Pero puede transmitir significados diferentes, positivos o negativos.  Por ejemplo:

  • Demostrar atención, creando así un mejor clima para la comunicación.
  • Desinterés en tratar el tema de conversación.
  • Mostrar que se está preparando la respuesta que se dará a continuación.
  • Evitar la discusión sobre un asunto controvertido.
  • No estar seguro de lo que quiere decir el interlocutor.
  • Trasladar que se está de acuerdo con el punto de vista expuesto por la otra persona.
  • O que se está en desacuerdo.
  • Irritación o frustración.
  • No saber qué decir.

La lista puede ser mucho más amplia. Lo que es evidente es que hay una gran variedad de significados atribuibles al silencio.

Silencio y Comunicación: Diferencias Culturales

Silencio y comunicación tienen significados distintos al considerar la perspectiva sociocultural. Al silencio se le concede un valor positivo o negativo según cada cultura. Las orientales estiman el silencio, lo consideran aceptable y deseable; frente a las occidentales, donde es valorado generalmente como desagradable.

En occidente, si bien con diferencias entre algunas sociedades, se prefiere evitar el silencio durante la conversación. Se tiende a llenar el vacío conversacional. Recuerde esa frase habitual cuando, en un grupo, se produce el silencio: “ha pasado un ángel”.

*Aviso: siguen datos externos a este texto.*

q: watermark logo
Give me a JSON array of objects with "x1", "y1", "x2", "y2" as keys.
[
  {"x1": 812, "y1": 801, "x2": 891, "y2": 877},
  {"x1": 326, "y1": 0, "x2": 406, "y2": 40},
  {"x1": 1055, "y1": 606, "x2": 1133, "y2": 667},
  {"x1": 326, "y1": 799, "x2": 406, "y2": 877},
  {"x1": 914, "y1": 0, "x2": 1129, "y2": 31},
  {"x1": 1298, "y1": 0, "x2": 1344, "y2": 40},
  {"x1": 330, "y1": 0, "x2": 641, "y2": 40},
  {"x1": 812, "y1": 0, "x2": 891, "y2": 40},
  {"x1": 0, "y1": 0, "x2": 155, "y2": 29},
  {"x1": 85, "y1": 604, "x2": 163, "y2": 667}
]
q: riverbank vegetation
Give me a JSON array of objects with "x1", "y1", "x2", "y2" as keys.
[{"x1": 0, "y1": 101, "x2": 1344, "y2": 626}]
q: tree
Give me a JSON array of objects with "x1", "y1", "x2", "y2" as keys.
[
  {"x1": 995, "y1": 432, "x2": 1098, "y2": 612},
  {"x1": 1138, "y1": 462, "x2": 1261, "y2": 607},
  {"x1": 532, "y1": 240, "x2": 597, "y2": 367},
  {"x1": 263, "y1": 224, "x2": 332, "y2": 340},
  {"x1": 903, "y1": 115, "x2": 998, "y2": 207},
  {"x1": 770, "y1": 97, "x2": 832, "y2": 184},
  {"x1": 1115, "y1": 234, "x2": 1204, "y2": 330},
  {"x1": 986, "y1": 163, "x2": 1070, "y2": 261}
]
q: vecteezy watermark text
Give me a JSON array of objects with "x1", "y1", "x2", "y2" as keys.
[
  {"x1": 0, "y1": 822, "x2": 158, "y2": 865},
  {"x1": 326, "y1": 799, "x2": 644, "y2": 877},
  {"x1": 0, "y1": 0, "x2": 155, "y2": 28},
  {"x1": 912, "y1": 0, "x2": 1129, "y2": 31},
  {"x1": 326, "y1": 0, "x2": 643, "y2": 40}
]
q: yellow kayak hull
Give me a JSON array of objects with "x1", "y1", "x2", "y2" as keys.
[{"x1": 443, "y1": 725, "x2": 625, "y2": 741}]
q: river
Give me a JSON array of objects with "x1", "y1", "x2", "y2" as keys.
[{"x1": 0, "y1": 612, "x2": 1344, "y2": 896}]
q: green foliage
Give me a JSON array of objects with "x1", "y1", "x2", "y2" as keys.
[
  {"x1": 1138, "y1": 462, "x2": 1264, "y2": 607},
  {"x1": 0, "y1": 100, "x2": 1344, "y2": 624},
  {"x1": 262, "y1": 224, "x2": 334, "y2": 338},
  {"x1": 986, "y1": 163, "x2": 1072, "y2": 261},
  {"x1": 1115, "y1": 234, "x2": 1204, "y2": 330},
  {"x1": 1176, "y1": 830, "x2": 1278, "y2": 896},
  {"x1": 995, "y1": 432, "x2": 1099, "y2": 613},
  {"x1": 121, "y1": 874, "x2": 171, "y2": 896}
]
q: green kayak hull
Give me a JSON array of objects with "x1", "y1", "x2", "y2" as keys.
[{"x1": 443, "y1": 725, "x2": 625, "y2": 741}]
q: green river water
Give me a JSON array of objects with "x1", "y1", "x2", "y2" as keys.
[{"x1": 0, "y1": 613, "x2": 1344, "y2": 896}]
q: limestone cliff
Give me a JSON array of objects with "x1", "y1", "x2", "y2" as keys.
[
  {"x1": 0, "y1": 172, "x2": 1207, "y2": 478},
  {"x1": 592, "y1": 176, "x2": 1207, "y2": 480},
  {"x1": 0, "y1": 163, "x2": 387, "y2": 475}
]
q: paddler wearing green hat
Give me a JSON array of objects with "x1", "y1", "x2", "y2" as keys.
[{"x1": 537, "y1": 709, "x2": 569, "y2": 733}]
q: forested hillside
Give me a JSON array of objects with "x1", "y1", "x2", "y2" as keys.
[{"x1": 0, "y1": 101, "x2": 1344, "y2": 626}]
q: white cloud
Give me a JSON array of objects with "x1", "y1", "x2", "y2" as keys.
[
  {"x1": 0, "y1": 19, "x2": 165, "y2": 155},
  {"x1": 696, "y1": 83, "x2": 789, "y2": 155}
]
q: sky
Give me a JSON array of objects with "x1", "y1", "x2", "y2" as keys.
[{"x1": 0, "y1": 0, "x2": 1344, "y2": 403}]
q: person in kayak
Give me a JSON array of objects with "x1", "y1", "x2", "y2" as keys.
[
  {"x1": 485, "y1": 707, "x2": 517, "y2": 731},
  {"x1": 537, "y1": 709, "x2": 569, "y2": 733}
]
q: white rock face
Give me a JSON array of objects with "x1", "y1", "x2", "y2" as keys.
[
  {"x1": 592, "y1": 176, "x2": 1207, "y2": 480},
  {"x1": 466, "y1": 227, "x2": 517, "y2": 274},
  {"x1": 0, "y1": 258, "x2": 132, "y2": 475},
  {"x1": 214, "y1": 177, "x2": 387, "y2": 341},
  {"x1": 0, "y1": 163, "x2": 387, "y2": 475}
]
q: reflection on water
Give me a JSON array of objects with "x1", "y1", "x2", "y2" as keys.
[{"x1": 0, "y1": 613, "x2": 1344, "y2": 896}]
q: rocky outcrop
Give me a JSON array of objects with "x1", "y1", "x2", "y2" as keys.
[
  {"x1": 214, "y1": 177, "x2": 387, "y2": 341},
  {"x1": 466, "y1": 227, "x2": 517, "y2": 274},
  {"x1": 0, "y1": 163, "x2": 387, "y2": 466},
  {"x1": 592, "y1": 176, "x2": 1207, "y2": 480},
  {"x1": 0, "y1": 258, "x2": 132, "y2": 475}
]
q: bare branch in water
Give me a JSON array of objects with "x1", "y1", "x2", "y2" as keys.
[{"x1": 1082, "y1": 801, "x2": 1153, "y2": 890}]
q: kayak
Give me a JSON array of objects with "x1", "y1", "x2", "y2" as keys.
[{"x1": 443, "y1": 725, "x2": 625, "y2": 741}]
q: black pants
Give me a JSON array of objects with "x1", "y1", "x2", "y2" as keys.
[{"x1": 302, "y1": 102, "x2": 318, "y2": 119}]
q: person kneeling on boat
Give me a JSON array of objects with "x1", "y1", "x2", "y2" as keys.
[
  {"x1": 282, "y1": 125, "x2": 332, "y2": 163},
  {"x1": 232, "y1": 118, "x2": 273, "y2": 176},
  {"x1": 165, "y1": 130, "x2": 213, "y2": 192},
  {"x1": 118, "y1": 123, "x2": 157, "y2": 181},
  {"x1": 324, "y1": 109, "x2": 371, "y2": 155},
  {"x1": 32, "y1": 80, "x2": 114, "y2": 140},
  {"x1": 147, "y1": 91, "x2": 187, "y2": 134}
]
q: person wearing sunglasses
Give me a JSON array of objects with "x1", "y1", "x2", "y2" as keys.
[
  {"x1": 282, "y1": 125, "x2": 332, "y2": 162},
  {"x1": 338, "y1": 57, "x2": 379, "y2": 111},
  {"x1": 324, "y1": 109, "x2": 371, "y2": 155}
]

La incomodidad que provoca el silencio puede acentuarse si va acompañado de contacto visual, hasta el punto de que tendemos a escapar del silencio ocupando su espacio hablando.

Muy probablemente conocerá esa sensación de presión ante un silencio, y cómo en esas ocasiones ha tendido a hablar. Incluso a decir algo sobre usted misma que, normalmente, no revelaría.

En otras culturas, las personas no se sienten presionadas para hablar cuando se produce el silencio. Éste es aceptado como normal.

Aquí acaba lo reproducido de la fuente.